Currently, the primary site for Grails plugin documentation is the plugin portal on the Grails web site. The trouble with the portal is that it doesn’t readily support multi-page documentation. On top of that, you can use gdoc to write a user guide for your plugin, but where will the generated manual go?
Before you can start publishing websites to GitHub, you first have to create a ‘personal’ page. The process is straightforward: create a new GitHub repository, clone it locally, add an index page, and then push your additions to GitHub.
For example, let’s say your GitHub username is ‘franklin’. First, create a new GitHub repository with the name franklin.github.com. This repository will store your personal website. Once that’s ready, clone it and add an index page:
$ git clone firstname.lastname@example.org:franklin/franklin.github.com.git franklin.github.com $ cd franklin.github.com $ touch index.html $ git add . $ git push origin master
After the above steps, you will have a blank home page for http://franklin.github.com/. Note that it can take a while for your GitHub Pages site to activate. Also, you can access the URL http://<username>.github.com/ before you perform the above steps and you will see some instructions for setting up the various pages.
Now that you have a personal Pages site, you can create project sites with URLs of the form http://<username>.github.com/<projectname>/. The process for this is trickier, so I refer you to the instructions on the GitHub Pages. You can either do it via your local git, or you can got to the project page on GitHub, click on the “admin” button, and select the “Generate project page” link. I prefer the latter approach because it’s easier and involves less typing!

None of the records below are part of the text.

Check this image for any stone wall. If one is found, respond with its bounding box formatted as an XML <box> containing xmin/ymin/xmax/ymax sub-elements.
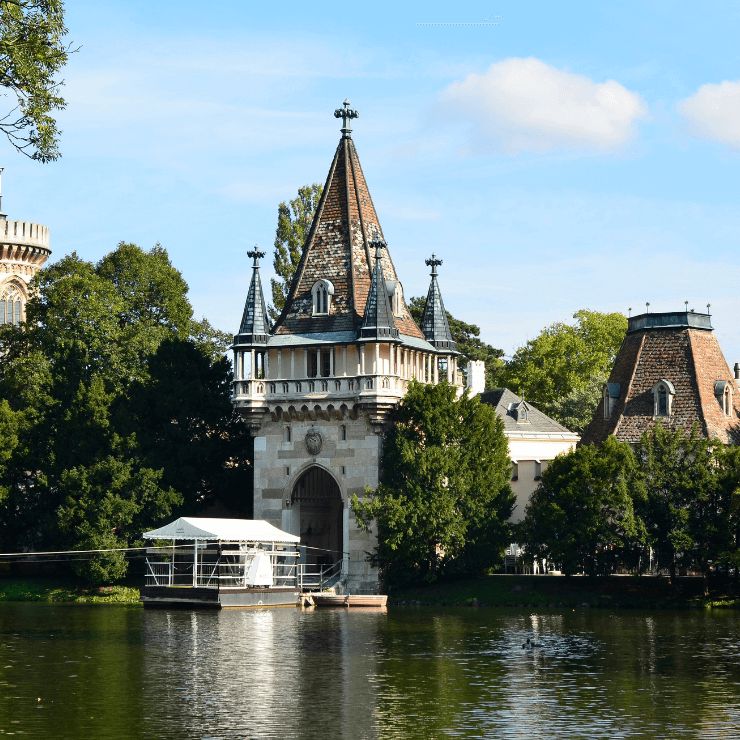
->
<box><xmin>254</xmin><ymin>417</ymin><xmax>382</xmax><ymax>589</ymax></box>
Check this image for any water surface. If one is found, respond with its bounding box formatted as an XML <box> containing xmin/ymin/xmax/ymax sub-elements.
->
<box><xmin>0</xmin><ymin>603</ymin><xmax>740</xmax><ymax>740</ymax></box>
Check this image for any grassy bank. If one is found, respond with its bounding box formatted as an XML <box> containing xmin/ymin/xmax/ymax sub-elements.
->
<box><xmin>388</xmin><ymin>575</ymin><xmax>740</xmax><ymax>609</ymax></box>
<box><xmin>0</xmin><ymin>578</ymin><xmax>139</xmax><ymax>604</ymax></box>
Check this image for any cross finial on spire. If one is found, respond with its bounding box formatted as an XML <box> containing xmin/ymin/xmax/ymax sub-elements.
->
<box><xmin>368</xmin><ymin>239</ymin><xmax>388</xmax><ymax>260</ymax></box>
<box><xmin>247</xmin><ymin>244</ymin><xmax>265</xmax><ymax>269</ymax></box>
<box><xmin>425</xmin><ymin>252</ymin><xmax>442</xmax><ymax>277</ymax></box>
<box><xmin>334</xmin><ymin>100</ymin><xmax>360</xmax><ymax>139</ymax></box>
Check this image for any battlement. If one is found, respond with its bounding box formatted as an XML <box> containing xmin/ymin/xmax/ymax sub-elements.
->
<box><xmin>0</xmin><ymin>218</ymin><xmax>49</xmax><ymax>250</ymax></box>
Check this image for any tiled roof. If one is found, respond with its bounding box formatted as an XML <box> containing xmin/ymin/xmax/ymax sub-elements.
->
<box><xmin>274</xmin><ymin>137</ymin><xmax>424</xmax><ymax>339</ymax></box>
<box><xmin>421</xmin><ymin>264</ymin><xmax>457</xmax><ymax>352</ymax></box>
<box><xmin>582</xmin><ymin>314</ymin><xmax>740</xmax><ymax>444</ymax></box>
<box><xmin>480</xmin><ymin>388</ymin><xmax>578</xmax><ymax>439</ymax></box>
<box><xmin>239</xmin><ymin>252</ymin><xmax>270</xmax><ymax>343</ymax></box>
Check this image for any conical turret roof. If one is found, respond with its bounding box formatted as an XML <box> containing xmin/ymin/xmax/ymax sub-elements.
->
<box><xmin>421</xmin><ymin>254</ymin><xmax>457</xmax><ymax>352</ymax></box>
<box><xmin>238</xmin><ymin>248</ymin><xmax>270</xmax><ymax>344</ymax></box>
<box><xmin>273</xmin><ymin>101</ymin><xmax>424</xmax><ymax>340</ymax></box>
<box><xmin>359</xmin><ymin>239</ymin><xmax>398</xmax><ymax>341</ymax></box>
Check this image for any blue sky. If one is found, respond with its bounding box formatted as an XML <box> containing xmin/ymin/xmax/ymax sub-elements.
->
<box><xmin>0</xmin><ymin>0</ymin><xmax>740</xmax><ymax>364</ymax></box>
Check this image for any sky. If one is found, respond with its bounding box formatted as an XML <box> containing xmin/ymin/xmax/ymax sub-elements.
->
<box><xmin>0</xmin><ymin>0</ymin><xmax>740</xmax><ymax>365</ymax></box>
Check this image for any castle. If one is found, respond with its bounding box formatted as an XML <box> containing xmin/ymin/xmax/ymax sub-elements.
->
<box><xmin>232</xmin><ymin>101</ymin><xmax>463</xmax><ymax>589</ymax></box>
<box><xmin>0</xmin><ymin>168</ymin><xmax>51</xmax><ymax>324</ymax></box>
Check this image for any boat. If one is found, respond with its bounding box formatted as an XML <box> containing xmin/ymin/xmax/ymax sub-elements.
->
<box><xmin>311</xmin><ymin>593</ymin><xmax>388</xmax><ymax>607</ymax></box>
<box><xmin>140</xmin><ymin>517</ymin><xmax>301</xmax><ymax>609</ymax></box>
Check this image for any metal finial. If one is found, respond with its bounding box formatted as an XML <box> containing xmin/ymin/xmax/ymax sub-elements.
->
<box><xmin>424</xmin><ymin>252</ymin><xmax>442</xmax><ymax>277</ymax></box>
<box><xmin>368</xmin><ymin>239</ymin><xmax>388</xmax><ymax>260</ymax></box>
<box><xmin>247</xmin><ymin>244</ymin><xmax>265</xmax><ymax>268</ymax></box>
<box><xmin>334</xmin><ymin>100</ymin><xmax>360</xmax><ymax>139</ymax></box>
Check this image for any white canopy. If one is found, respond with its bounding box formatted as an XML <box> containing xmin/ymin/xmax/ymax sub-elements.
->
<box><xmin>144</xmin><ymin>516</ymin><xmax>301</xmax><ymax>543</ymax></box>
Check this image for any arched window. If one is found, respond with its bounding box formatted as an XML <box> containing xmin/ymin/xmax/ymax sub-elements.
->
<box><xmin>652</xmin><ymin>379</ymin><xmax>676</xmax><ymax>417</ymax></box>
<box><xmin>714</xmin><ymin>380</ymin><xmax>732</xmax><ymax>416</ymax></box>
<box><xmin>311</xmin><ymin>279</ymin><xmax>334</xmax><ymax>316</ymax></box>
<box><xmin>0</xmin><ymin>283</ymin><xmax>25</xmax><ymax>326</ymax></box>
<box><xmin>602</xmin><ymin>383</ymin><xmax>622</xmax><ymax>419</ymax></box>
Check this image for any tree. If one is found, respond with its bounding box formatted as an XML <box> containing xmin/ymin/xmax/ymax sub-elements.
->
<box><xmin>0</xmin><ymin>0</ymin><xmax>76</xmax><ymax>162</ymax></box>
<box><xmin>268</xmin><ymin>182</ymin><xmax>324</xmax><ymax>321</ymax></box>
<box><xmin>635</xmin><ymin>422</ymin><xmax>729</xmax><ymax>579</ymax></box>
<box><xmin>409</xmin><ymin>296</ymin><xmax>504</xmax><ymax>390</ymax></box>
<box><xmin>501</xmin><ymin>309</ymin><xmax>627</xmax><ymax>426</ymax></box>
<box><xmin>0</xmin><ymin>243</ymin><xmax>248</xmax><ymax>580</ymax></box>
<box><xmin>519</xmin><ymin>436</ymin><xmax>644</xmax><ymax>576</ymax></box>
<box><xmin>351</xmin><ymin>381</ymin><xmax>514</xmax><ymax>586</ymax></box>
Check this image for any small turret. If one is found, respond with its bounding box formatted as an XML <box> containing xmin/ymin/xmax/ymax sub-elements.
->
<box><xmin>421</xmin><ymin>254</ymin><xmax>457</xmax><ymax>353</ymax></box>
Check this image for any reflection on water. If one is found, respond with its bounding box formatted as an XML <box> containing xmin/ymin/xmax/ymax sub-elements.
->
<box><xmin>0</xmin><ymin>604</ymin><xmax>740</xmax><ymax>740</ymax></box>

Once you complete the steps from either set of instructions, you will end up with an extra local tracking branch called ‘gh-pages’. This branch contains the website for your project and it’s where we will be storing the plugin documentation.
The plugin documentation
When the grails doc command first appeared, it allowed you to automatically generate API documentation for your projects. With Grails 1.2, its scope was expanded and it can now generate a manual that looks and feels just like the Grails user guide. You don’t have to do anything to get the API documentation, but the manual requires a bit of work.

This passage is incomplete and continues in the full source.